24th Feb 2015 5:30pm-6:30pm
Emperor Room, Mithras House
The Atrium Effect
Vast interior spaces have become ubiquitous in the contemporary city. From the soaring atriums of mega-hotels, mecca-museums and shopping malls, to the convoluted tubes and endless concourses of transport interchanges, these urban interiors define an increasingly normal experience of being ‘inside’ a city. Yet these spaces are often the object of opprobrium in specialist literature and popular opinion, which claim that the quality of a city has to do with its exterior environment, an authentic urban experience only being possible ‘on the outside’. This lecture will explore the roots of this contemporary tension between inside and outside by discussing the emergence of the atrium hotel in the work of American architect and developer John Portman. With the Hyatt Regency Atlanta of 1967, and the Peacthree Centre development which it catalyzed, Portman provided a new model for the development of the beleaguered American downtown, the atrium hotel and its attendant pedestrian connectors proliferating through the work of countless architectural firms in cities across the globe. Yet the time between the atrium’s emergence in 1967, and its apotheosis in the 44-storey void of Portman’s Atlanta Marriot Marquis of 1984, frames what is commonly viewed as an extended period of crisis in the American city, and especially its downtown.
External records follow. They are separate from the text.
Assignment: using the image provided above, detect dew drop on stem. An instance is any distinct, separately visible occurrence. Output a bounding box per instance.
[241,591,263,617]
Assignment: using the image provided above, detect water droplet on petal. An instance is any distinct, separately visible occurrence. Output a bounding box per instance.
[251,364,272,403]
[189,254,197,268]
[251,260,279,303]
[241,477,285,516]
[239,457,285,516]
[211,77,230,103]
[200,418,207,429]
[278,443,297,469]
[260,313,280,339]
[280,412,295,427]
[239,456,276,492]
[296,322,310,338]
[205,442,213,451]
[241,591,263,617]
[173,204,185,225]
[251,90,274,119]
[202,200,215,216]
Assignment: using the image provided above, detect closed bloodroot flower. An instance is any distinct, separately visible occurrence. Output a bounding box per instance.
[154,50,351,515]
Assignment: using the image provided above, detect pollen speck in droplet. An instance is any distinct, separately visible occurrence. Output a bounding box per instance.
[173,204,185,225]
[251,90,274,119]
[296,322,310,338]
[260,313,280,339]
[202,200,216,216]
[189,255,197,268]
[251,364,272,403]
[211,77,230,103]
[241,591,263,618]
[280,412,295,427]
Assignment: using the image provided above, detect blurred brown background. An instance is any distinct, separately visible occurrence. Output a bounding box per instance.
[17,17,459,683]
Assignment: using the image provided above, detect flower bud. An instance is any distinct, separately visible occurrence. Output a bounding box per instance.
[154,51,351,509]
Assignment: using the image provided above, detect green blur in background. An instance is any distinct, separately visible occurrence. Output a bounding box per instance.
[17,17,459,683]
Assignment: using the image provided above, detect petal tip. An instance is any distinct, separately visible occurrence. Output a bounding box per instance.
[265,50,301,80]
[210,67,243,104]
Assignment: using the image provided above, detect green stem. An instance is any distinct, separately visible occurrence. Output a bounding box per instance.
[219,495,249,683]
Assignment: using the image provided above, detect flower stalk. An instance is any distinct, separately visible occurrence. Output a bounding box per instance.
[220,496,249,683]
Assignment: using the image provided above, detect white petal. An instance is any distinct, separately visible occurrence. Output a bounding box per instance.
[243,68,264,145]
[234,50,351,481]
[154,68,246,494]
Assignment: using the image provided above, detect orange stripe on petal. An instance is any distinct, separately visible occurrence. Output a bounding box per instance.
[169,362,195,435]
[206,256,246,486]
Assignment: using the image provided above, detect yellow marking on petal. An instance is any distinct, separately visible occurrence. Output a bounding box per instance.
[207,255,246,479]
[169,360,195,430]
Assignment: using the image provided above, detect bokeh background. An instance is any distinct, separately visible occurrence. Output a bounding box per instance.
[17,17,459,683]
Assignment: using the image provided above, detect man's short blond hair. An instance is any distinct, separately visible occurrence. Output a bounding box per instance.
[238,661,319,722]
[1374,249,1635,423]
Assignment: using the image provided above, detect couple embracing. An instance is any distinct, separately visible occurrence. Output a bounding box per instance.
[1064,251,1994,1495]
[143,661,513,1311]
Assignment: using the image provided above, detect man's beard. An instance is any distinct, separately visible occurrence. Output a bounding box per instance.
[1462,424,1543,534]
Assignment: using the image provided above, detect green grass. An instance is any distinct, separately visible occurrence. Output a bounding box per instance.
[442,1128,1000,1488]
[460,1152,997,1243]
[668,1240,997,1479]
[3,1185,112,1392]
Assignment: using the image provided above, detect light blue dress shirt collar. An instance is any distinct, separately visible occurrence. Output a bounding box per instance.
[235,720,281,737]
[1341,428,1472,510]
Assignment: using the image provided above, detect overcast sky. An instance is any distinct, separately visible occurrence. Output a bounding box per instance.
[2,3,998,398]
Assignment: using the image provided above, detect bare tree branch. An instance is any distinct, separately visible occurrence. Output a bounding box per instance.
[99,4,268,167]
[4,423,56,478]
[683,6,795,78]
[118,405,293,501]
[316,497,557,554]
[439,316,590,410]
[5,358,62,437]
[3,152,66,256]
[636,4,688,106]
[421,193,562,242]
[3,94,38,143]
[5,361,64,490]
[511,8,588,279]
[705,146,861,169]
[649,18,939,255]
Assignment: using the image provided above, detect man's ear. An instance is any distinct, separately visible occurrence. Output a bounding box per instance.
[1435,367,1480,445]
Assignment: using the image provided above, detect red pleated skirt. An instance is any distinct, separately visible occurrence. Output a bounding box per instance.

The lecture will consider what this period has meant for the discipline of architecture in its urban vocation, and how an understanding of the atrium’s emergence and its urban effects is important for grasping transformation in cities into the future.
Charles Rice is an architectural historian, theorist and critic. He studied at the University of Adelaide, the University of Queensland, the London Consortium (Birkbeck, University of London), and received his PhD from the University of New South Wales. He was Lecturer in the Architecture Programme at the University of New South Wales from 2000-2005, and, until 2010, Associate Professor in the School of Architecture at the University of Technology Sydney. He has also taught undergraduate and graduate history and theory seminars at the Architectural Association School of Architecture, and has lectured at universities and institutions internationally. He joined Kingston as Professor and Head of the School of Art and Design History in December 2010.
Charles is Professor of Architecture at the University of Technology Sydney. He is author of The Emergence of the Interior (2007) and co-editor of The Journal of Architecture.